The Dominicans were restored to Florence and their home, San Marco, began its career, if, indeed, we may say that a building can have a career, as an essential factor in Florentine history.
We may love Fra Angelico but, after all, the most interesting association in many minds for San Marco is not his sweet life in its brotherhood or his heavenly faces upon its walls, but rather that here studied, taught, preached and died Savonarola, that pure patriot, that noble, although often mistaken man, that most eloquent orator that Florence has given to the world. As simple as Angelico and as free from place-seeking, he was the soul and voice of the Florentine people when faction rent the city and threatened its very existence. That clear voice, prompted by a magnificent love, by a burning zeal, sometimes makes us forget that the zeal was often misguided, and that disobedience to authority is not always the best way of effecting reform.

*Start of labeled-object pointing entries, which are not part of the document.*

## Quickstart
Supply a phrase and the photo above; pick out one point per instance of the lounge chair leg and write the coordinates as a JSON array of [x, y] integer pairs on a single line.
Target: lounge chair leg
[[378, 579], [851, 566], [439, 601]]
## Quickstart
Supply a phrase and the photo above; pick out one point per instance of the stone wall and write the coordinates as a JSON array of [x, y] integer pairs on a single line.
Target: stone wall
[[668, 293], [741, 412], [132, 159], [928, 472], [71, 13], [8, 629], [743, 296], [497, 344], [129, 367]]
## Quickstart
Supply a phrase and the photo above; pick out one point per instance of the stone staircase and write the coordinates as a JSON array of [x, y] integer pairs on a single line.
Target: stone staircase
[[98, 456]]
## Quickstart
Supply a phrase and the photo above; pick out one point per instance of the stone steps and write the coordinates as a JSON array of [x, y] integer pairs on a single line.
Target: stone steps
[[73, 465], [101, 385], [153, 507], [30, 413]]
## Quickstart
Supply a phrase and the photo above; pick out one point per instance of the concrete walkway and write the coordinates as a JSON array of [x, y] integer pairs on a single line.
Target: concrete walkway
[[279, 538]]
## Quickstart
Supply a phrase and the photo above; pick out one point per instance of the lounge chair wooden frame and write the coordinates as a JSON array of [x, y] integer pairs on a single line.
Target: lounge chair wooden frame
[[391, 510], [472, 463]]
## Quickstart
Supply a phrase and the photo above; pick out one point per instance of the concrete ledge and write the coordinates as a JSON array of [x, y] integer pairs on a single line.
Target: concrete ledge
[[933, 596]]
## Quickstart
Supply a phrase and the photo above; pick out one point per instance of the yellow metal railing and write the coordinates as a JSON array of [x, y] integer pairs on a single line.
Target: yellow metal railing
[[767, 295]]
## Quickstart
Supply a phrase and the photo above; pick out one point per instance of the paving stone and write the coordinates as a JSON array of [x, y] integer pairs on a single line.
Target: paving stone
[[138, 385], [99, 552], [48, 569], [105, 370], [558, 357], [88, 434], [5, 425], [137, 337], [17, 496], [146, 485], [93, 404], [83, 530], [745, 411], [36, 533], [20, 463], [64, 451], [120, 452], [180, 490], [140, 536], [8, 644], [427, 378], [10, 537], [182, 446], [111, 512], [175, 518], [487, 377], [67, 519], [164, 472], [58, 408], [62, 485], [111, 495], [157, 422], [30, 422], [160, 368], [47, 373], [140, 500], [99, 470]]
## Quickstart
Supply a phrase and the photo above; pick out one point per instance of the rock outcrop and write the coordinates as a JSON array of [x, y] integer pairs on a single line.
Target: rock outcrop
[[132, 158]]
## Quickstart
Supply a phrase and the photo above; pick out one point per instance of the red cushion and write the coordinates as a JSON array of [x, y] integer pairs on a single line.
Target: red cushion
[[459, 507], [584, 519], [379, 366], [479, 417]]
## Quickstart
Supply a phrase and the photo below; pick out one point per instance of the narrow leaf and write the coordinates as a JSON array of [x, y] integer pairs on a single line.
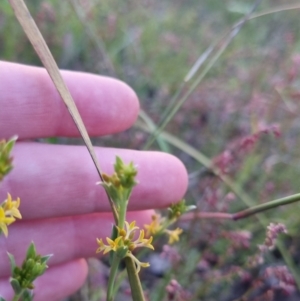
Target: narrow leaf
[[30, 28]]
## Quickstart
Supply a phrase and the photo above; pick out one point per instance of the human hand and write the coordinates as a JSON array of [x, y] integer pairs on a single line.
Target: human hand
[[63, 210]]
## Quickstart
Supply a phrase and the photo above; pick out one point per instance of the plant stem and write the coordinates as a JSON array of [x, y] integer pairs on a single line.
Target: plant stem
[[17, 296], [112, 277], [122, 214], [266, 206], [134, 280]]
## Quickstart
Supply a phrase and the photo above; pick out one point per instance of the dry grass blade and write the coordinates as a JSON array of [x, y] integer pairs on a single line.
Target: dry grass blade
[[41, 48]]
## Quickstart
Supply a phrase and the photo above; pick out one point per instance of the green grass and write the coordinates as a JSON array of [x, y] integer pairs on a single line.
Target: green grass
[[152, 45]]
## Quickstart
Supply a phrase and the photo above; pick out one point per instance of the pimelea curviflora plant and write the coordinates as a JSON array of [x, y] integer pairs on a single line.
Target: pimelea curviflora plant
[[34, 265], [126, 236]]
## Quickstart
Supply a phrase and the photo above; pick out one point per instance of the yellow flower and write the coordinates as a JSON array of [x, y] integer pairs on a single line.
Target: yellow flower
[[124, 244], [156, 225], [138, 263], [5, 221], [11, 207], [8, 212], [173, 235], [111, 246]]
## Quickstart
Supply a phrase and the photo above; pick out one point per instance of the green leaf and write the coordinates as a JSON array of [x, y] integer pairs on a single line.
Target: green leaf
[[15, 285], [12, 262], [27, 295]]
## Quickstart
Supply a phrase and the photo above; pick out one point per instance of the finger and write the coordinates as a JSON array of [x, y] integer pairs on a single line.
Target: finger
[[67, 238], [57, 283], [31, 107], [54, 180]]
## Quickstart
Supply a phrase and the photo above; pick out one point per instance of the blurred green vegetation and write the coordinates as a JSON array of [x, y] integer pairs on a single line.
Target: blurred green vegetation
[[252, 92]]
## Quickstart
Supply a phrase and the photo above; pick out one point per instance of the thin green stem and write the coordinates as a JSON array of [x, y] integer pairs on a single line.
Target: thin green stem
[[266, 206], [122, 214], [17, 296], [112, 278], [134, 280]]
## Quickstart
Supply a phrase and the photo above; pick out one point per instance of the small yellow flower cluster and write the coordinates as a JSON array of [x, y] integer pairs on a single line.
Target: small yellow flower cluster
[[8, 213], [124, 243], [159, 225]]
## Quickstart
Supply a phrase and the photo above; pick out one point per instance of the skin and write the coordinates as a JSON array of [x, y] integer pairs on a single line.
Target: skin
[[63, 210]]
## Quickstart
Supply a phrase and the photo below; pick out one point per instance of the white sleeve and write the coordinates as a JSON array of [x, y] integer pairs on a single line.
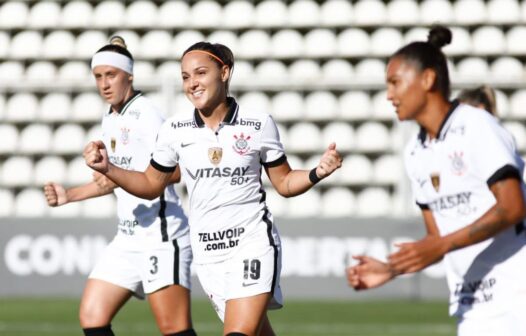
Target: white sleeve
[[271, 149]]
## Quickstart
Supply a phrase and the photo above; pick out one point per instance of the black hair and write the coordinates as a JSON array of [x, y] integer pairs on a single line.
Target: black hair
[[117, 45], [428, 55]]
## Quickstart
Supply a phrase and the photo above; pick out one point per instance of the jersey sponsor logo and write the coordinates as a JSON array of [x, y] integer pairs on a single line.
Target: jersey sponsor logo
[[218, 172], [241, 145], [250, 122], [458, 165], [215, 154]]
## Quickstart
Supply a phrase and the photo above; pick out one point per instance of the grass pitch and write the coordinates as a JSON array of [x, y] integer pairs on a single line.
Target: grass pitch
[[44, 317]]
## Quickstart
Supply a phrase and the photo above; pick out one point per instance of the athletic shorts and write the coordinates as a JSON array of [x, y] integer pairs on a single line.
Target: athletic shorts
[[246, 274], [146, 270]]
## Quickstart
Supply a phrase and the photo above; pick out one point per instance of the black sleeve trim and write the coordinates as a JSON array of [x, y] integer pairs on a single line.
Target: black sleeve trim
[[422, 206], [276, 163], [508, 171], [161, 168]]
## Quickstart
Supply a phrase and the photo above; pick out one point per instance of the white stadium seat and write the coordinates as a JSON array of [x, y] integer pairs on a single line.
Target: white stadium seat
[[238, 14], [17, 171], [336, 13], [115, 8], [55, 107], [35, 139], [30, 202], [44, 14], [303, 13], [271, 13], [68, 139], [50, 169], [141, 14], [338, 202]]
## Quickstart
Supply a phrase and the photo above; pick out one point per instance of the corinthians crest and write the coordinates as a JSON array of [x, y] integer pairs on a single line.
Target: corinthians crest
[[215, 154]]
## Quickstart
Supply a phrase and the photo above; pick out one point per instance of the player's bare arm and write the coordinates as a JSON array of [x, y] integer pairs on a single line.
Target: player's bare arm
[[289, 182]]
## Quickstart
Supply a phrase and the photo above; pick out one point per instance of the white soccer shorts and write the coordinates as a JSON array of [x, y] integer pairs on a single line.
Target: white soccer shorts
[[147, 270], [247, 274]]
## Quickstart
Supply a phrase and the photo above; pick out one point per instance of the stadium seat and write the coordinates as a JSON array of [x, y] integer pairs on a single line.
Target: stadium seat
[[374, 202], [336, 13], [287, 43], [115, 8], [436, 11], [13, 15], [470, 12], [9, 136], [173, 14], [304, 137], [50, 169], [44, 14], [7, 202], [353, 42], [320, 43], [403, 12], [17, 171], [55, 107], [356, 170], [339, 132], [287, 106], [305, 205], [30, 202], [321, 105], [338, 202], [89, 41], [271, 13], [303, 71], [26, 44], [303, 13], [515, 38], [206, 14], [41, 71], [87, 107], [140, 14], [504, 12], [21, 107], [35, 139], [68, 139], [372, 137], [185, 39], [488, 40], [238, 14], [255, 101], [58, 44], [355, 105]]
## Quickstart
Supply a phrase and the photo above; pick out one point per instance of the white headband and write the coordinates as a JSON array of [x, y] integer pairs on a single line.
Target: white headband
[[113, 59]]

San Marco, standing off there from the Duomo, is a plain building, but to the thoughtful visitor to-day there are echoes of footfalls sounding down those tenantless halls, which make the heart quicken its beating, the cheek flush, and the eye dim; for it is Savonarola's voice that he hears, Angelico's brush that he marks, the wise counsel of Antonio that falls on his ear, instead of the sights and sounds of sense.

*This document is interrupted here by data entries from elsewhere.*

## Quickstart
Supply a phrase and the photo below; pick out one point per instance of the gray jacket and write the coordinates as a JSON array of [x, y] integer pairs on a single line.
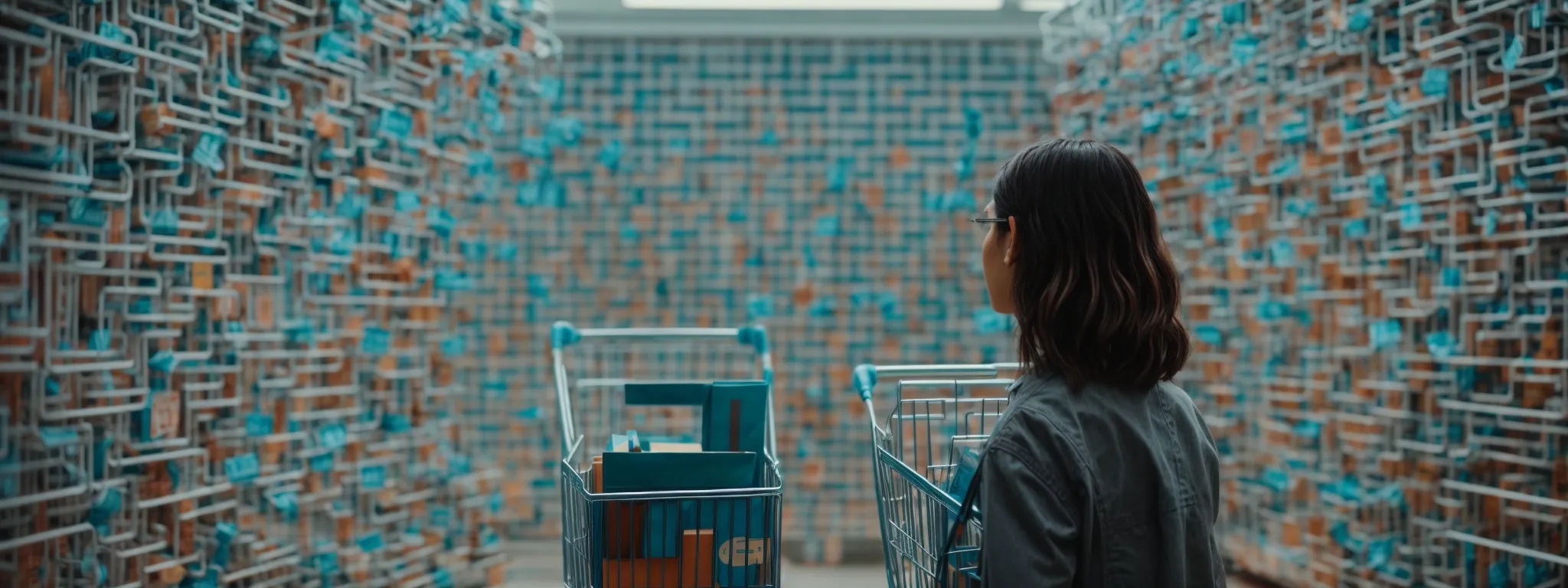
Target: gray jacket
[[1099, 488]]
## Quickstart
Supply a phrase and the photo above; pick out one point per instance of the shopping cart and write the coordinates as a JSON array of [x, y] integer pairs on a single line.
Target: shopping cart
[[923, 462], [656, 540]]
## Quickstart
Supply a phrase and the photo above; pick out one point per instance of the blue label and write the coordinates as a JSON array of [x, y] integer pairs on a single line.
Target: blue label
[[257, 423], [332, 436], [374, 477]]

Three times, at least, in the history of Italian art a pure light, a fresh stream has flowed in from the hills—Raphael from Urbino among the heights of Umbria, Titian from the crags of Cadore and now Angelico from the slopes of the Apennines in the fertile district of Mugello. Each brought with him from his native hills a vigor and devotion new to the dwellers below.

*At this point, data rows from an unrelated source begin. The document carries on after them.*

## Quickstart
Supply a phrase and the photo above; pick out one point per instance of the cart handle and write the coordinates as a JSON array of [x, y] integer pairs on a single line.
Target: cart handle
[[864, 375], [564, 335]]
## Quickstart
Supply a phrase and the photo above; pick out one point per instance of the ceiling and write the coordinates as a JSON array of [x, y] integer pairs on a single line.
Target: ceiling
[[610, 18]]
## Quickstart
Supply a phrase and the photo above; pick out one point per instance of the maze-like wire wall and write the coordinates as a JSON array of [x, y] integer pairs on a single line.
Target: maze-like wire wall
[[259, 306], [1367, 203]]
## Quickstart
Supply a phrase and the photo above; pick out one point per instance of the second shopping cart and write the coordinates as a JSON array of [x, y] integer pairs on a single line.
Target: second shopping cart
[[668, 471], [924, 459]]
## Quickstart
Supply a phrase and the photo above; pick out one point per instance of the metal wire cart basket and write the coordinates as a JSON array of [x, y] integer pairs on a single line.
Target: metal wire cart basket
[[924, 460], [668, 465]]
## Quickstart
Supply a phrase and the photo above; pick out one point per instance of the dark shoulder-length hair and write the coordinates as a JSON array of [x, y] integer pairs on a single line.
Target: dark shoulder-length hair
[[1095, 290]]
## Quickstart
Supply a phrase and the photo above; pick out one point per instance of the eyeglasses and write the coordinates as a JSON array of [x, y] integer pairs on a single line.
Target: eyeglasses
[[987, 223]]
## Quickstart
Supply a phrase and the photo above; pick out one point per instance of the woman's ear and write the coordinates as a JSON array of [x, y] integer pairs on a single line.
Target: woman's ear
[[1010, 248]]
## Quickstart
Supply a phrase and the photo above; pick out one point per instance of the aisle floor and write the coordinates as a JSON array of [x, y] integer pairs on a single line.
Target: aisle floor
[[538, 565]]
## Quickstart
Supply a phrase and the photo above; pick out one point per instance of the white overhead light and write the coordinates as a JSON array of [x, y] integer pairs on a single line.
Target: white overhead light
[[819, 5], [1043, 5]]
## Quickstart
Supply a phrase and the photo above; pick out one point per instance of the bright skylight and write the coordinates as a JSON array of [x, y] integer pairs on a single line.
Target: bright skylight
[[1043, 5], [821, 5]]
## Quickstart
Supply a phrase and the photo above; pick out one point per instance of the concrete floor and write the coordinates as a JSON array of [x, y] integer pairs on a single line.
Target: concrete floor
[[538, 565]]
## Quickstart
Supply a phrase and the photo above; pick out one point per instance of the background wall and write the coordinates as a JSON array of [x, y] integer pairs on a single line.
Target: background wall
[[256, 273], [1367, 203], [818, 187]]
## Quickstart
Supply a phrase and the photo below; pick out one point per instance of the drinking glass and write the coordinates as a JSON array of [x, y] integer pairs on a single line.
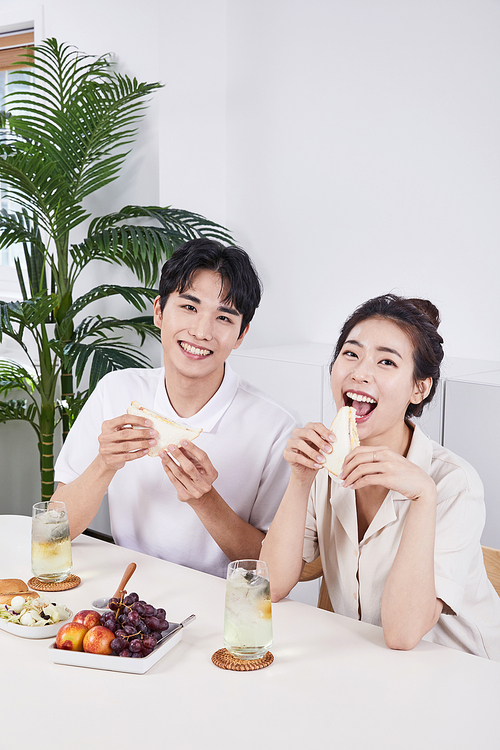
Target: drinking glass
[[248, 625], [51, 558]]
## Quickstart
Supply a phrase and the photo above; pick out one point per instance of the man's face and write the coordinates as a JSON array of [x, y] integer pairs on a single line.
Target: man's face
[[198, 330]]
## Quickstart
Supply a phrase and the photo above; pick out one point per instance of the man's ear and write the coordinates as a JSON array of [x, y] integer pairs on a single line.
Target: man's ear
[[157, 314], [421, 391], [242, 336]]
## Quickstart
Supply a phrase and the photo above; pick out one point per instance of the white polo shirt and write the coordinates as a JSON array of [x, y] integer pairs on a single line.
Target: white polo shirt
[[244, 435], [355, 573]]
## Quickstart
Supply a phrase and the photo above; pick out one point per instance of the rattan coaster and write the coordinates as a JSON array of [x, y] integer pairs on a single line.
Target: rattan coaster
[[69, 583], [223, 659]]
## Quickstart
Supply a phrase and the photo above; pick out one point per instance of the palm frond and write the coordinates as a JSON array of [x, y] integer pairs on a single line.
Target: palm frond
[[97, 325], [29, 313], [136, 296], [81, 110], [103, 357], [14, 376], [72, 406], [141, 248]]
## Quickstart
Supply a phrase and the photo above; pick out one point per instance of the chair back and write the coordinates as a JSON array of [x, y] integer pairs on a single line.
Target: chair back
[[492, 564]]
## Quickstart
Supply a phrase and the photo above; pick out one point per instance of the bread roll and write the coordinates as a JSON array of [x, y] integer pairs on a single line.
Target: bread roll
[[344, 429], [169, 433]]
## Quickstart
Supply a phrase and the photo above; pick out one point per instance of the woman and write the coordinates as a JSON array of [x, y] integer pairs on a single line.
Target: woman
[[400, 537]]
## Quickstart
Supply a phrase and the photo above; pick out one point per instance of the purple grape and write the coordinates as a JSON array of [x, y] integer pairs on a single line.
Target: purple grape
[[133, 618], [153, 623], [118, 644], [149, 642]]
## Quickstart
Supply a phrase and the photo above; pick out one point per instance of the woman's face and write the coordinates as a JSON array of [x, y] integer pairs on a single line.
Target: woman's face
[[374, 374]]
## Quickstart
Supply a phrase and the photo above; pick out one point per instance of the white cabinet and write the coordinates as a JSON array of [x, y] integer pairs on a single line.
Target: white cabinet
[[472, 409]]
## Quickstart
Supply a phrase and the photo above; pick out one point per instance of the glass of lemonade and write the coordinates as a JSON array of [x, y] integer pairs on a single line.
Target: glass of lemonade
[[248, 625], [51, 558]]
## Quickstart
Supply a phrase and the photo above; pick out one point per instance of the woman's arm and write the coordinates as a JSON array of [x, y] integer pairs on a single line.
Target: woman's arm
[[409, 604], [284, 542]]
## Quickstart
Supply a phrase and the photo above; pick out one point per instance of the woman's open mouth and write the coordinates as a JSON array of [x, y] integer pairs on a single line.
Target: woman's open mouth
[[362, 403]]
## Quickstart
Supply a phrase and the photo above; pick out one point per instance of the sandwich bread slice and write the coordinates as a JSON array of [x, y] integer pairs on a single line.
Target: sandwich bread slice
[[344, 429], [169, 433]]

At Vecchio, a small town crowning one of the spurs of the Apennines, Fra Angelico was born, in 1387. His father was a certain Pietro, or Peter, and there was an older son who afterwards bore the name Benedetto. Now, the name Angelico, by which we love to call our angel painter, was really not his name at all. He was simply Guido, the son of Pietro, and when he entered the monastery he was given yet another name, Giovanni, or John. Fate, or fame rather, destined that he should not be known either by his birth name or by his religious name. What his hand could do, what his heart could show were the things which determined his name. Because he painted angels so matchlessly they called him Brother or Fra Angelico, because his heart opened so unselfishly to his fellow men they called him Beato, "The Blessed," and by these names we know him to-day.
From what Vasari tells us, that Guido might have lived at ease had he so desired, we know that his father was a man of means. What the boy's education was we are unable to tell definitely. From the surroundings of his home at Vecchio we can infer much, especially in the light of Angelico's later work. Hardly twenty miles from Florence, on the road to Ravenna, the hill town of Vecchio must have taken a keen interest in the stirring events ever going on in the Florence of the early Renaissance.
We can imagine, however, that, though these things impressed the young Guido, the beautiful scenery surrounding his home held a deeper meaning for him. Here were fine olive groves, there rocks grew bare and jagged, refusing to produce anything except scrubby underbrush. A frowning precipice yonder lost none of its forbidding character because of the crown it wore—a fine castle, which told by its towers and turrets, where watchmen stood or paced throughout the lonely hours, that the age when lusty knights rode forth to harry each other's domain was not wholly past.
That castle, gleaming white and menacing through the olive trees, is one of the country seats of the powerful Medicean family. The boy Guido and his brother have often seen the great Cosimo walking in his garden or riding on the highway. Indeed, the boys have been accosted by him and questioned regarding their sports.